Erst Merkels kooperative und auf Interessenausgleich bedachte Politik habe Putin zu seinem aggressiven Vorgehen ermutigt, so der kaum verklausulierte Vorwurf vieler Medien in den letzten Monaten.
Doch Angela Merkel parierte diese Vorwürfe souverän.
In ungewohnt redseliger Art machte sie deutlich, dass sie alles versucht habe, die nun eingetretene Entwicklung zu verhindern. Russland sei die zweitgrösste Atommacht der Welt und ein riesiges Land. Das könne man nicht einfach ignorieren.
Und all jene, die es im Nachhinein schon immer besser gewusst haben, mahnte sie ungewohnt deutlich: «Wir müssen aufpassen, dass wir nicht nur noch schwarz und weiss sehen, sondern dass wir uns noch mal die Umstände ansehen.»
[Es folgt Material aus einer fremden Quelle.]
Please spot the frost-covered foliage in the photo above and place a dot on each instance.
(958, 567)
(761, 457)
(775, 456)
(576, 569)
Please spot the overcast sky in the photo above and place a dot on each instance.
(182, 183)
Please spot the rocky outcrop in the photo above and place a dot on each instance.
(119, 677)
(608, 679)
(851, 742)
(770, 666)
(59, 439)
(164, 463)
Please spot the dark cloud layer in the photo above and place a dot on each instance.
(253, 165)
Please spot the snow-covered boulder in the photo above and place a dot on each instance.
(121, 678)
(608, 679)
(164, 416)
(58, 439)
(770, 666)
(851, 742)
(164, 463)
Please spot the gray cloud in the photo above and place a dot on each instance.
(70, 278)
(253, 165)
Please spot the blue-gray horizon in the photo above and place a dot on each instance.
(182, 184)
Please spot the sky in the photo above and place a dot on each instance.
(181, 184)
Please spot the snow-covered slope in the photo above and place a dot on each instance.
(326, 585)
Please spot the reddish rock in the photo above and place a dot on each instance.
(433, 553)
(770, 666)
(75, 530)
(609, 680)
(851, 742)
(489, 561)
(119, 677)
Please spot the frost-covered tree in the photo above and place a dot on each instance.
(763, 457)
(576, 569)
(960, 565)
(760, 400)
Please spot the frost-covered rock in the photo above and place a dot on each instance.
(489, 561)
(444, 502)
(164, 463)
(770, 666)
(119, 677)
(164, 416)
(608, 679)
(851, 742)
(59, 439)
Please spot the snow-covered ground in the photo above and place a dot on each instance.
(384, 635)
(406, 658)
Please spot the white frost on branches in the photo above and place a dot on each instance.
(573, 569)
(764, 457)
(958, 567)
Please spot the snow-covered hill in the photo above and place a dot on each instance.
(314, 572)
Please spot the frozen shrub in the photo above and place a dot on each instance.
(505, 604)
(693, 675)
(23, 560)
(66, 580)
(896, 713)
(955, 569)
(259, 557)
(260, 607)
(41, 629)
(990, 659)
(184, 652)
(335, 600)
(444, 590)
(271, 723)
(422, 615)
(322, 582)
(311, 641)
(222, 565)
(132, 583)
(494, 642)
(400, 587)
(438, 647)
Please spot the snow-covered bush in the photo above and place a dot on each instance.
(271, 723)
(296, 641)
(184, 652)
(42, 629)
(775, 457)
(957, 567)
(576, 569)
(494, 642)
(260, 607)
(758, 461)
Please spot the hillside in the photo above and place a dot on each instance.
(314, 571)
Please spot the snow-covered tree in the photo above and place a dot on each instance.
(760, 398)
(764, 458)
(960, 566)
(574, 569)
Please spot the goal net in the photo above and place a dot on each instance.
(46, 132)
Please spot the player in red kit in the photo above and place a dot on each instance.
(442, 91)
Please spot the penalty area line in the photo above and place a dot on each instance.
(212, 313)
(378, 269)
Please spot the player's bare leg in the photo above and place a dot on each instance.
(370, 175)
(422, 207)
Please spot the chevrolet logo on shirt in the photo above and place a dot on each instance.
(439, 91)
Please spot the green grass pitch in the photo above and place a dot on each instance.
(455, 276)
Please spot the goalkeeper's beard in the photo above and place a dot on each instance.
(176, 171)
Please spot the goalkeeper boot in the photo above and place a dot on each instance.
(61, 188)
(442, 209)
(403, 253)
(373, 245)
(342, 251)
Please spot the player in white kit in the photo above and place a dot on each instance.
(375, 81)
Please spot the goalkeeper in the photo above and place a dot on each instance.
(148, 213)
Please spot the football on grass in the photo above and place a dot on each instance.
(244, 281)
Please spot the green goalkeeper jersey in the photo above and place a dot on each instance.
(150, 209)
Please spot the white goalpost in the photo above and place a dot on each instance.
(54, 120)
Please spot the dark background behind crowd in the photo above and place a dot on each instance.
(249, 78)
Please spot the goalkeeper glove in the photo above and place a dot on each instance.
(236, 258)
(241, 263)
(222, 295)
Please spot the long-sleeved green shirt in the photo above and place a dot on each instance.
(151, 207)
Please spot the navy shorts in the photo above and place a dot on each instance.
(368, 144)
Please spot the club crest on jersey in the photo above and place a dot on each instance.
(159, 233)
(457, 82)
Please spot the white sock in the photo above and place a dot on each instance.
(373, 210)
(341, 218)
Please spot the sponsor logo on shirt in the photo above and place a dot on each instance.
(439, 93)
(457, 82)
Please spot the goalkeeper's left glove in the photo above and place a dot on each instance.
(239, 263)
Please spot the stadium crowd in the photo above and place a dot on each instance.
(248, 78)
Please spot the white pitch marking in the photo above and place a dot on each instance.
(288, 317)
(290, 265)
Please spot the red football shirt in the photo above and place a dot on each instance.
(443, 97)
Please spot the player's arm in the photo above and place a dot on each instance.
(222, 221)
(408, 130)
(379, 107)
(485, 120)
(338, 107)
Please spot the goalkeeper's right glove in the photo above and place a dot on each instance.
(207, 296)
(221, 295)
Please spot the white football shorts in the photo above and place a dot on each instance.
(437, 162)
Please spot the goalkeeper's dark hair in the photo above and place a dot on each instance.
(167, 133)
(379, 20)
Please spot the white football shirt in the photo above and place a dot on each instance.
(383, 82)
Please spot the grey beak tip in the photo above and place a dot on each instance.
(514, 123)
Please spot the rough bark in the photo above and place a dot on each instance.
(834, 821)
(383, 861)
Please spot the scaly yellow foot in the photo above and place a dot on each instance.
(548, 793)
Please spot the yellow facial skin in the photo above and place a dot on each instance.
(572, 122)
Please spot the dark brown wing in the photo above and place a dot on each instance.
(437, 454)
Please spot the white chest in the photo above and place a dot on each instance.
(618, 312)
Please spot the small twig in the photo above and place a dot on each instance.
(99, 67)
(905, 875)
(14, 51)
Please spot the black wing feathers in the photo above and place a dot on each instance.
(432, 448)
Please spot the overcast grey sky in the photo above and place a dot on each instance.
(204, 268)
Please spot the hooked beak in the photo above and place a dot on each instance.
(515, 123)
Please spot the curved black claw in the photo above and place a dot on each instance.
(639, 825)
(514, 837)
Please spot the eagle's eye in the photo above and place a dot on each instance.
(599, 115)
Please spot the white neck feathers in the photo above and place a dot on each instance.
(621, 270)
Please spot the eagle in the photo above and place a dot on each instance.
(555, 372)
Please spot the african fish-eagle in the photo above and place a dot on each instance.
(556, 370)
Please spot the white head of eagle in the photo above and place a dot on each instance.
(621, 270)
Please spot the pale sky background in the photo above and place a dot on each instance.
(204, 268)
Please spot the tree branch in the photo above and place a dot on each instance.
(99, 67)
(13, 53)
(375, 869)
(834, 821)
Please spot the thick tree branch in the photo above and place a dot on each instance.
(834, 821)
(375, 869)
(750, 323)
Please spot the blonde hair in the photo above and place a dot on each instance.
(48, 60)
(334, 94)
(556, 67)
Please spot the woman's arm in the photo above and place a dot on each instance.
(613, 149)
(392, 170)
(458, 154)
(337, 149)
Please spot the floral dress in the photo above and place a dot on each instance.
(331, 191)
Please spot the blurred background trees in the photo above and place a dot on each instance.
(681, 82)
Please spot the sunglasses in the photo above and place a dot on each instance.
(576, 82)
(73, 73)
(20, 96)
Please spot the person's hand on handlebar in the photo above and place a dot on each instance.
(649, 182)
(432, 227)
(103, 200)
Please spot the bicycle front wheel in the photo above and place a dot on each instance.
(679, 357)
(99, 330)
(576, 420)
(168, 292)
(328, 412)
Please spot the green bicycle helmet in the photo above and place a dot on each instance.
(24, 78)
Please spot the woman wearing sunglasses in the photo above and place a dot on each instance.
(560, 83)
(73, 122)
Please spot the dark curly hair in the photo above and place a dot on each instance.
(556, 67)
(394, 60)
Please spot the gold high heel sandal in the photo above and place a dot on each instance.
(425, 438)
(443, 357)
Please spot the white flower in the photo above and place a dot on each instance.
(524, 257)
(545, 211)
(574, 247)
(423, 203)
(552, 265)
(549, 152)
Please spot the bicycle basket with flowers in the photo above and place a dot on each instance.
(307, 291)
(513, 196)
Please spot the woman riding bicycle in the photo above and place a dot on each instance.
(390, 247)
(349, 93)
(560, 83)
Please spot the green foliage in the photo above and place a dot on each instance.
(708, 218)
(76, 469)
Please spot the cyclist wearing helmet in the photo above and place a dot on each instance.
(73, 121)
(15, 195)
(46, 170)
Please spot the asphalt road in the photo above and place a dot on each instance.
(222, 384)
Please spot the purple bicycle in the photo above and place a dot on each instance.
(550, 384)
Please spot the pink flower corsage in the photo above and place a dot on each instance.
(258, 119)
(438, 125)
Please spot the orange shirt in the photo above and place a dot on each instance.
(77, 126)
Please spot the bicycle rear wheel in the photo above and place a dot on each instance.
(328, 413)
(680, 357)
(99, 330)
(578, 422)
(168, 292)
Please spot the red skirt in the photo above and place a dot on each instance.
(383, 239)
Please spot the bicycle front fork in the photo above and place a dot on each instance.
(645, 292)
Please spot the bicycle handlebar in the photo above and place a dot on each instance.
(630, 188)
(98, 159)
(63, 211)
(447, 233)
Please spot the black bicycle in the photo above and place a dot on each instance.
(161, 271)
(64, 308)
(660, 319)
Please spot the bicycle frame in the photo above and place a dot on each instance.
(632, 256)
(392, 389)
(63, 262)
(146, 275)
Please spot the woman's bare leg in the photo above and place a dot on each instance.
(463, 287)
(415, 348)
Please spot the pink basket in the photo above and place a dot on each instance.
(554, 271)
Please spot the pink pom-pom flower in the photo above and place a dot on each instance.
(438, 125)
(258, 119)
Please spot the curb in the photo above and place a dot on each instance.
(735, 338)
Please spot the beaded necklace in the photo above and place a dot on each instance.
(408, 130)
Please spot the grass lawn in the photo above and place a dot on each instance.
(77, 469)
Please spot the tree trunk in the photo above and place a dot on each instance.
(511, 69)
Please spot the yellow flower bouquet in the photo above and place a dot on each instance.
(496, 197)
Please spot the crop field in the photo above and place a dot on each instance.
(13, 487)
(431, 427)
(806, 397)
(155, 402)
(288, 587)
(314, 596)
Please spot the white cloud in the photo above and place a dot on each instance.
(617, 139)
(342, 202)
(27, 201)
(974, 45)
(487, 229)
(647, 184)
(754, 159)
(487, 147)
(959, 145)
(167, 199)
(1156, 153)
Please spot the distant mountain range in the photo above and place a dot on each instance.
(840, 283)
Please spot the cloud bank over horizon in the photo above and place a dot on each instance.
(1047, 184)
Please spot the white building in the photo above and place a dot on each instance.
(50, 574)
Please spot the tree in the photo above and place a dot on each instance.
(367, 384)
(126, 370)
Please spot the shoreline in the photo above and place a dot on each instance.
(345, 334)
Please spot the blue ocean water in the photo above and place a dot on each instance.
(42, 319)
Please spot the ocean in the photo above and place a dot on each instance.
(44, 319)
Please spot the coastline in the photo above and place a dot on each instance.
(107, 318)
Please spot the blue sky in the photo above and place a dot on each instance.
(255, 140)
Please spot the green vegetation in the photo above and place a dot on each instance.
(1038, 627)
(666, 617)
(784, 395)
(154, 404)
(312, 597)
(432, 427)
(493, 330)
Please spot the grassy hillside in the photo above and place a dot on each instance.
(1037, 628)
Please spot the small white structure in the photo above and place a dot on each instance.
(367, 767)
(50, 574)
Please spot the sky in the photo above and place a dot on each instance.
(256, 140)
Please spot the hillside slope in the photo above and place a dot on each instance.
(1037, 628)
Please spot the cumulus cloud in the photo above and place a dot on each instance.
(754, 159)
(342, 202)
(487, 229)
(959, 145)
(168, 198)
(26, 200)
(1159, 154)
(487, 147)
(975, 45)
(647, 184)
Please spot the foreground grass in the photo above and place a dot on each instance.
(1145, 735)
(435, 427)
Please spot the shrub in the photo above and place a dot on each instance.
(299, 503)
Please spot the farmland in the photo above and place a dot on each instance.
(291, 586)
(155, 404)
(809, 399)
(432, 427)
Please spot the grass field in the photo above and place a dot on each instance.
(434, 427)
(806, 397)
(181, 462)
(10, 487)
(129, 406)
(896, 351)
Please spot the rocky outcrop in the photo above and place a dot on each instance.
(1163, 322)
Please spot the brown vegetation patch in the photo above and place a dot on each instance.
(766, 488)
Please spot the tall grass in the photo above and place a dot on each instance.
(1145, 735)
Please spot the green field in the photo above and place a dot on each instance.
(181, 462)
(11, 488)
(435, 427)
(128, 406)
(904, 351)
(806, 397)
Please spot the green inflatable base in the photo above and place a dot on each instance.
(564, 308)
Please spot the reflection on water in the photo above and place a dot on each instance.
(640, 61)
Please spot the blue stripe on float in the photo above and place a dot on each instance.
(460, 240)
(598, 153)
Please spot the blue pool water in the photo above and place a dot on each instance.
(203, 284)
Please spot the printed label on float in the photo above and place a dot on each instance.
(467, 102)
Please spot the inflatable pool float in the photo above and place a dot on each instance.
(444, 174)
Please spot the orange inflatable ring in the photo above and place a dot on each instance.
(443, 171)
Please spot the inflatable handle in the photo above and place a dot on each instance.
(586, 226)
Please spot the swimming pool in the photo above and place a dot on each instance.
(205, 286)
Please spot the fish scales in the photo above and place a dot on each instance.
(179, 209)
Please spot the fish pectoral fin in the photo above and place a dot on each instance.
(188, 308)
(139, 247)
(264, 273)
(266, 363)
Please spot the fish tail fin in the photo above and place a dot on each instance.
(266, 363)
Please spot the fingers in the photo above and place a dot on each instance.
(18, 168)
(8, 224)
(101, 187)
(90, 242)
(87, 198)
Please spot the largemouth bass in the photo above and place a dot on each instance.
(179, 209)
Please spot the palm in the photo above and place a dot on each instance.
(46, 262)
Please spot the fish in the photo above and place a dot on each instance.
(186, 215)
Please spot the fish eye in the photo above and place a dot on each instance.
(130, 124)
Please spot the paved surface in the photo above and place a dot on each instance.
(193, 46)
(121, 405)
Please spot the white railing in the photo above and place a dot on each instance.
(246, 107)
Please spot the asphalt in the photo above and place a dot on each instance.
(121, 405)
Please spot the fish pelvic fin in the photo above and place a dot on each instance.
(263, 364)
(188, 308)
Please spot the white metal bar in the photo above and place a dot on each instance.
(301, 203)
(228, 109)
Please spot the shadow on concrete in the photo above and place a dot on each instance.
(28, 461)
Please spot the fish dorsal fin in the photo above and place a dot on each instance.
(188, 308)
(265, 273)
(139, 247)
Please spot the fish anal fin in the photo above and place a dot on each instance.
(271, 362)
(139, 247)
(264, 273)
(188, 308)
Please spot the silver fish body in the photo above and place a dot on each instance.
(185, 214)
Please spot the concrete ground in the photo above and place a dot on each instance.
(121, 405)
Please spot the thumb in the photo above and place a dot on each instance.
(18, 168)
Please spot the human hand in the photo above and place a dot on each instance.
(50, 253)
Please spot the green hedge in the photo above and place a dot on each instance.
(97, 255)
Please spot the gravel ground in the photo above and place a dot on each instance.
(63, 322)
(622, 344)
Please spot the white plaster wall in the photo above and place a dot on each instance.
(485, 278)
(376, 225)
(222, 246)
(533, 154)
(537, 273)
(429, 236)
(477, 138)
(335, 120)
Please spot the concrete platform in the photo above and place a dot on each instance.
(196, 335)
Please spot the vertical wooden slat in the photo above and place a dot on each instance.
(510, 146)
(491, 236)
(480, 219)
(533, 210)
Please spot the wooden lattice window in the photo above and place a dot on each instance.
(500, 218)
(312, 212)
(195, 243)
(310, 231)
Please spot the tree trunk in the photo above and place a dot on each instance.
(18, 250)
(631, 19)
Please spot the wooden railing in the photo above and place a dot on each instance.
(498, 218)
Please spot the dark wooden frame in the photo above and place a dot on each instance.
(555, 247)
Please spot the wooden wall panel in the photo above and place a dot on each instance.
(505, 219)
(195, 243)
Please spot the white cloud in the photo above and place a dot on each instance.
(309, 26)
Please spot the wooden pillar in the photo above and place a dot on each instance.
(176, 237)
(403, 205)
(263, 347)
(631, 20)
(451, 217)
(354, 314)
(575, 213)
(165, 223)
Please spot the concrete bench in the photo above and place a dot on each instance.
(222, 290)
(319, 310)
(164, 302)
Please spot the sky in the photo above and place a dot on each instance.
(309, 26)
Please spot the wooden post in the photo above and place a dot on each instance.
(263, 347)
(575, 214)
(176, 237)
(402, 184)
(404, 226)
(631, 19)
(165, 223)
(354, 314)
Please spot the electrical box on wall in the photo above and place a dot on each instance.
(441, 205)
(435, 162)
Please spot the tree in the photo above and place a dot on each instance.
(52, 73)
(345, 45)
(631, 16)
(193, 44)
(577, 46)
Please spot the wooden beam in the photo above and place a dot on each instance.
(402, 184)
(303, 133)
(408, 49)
Überhaupt sprach Angela Merkel in ihrer dezenten und bekannt verklausulierten Art manches aus, was in den letzten Monaten in Berlin geradezu als Tabu galt. Diskret, aber deutlich kritisierte sie etwa die aggressive Politik des Westens gegenüber Russland und stärkte ihrem als zögerlich geltenden Nachfolger den Rücken.
Und all jenen, die ihr angesichts der Krise in den letzten Wochen vorwarfen, sich in ihr Privatleben zurückgezogen zu haben, antwortete sie in ihrem typisch trockenen Humor: «Wenn ich dann lese: Wohlfühltermine. Merkel schleicht sich zurück und macht nur noch Wohlfühltermine. Da sage ich: Ja.»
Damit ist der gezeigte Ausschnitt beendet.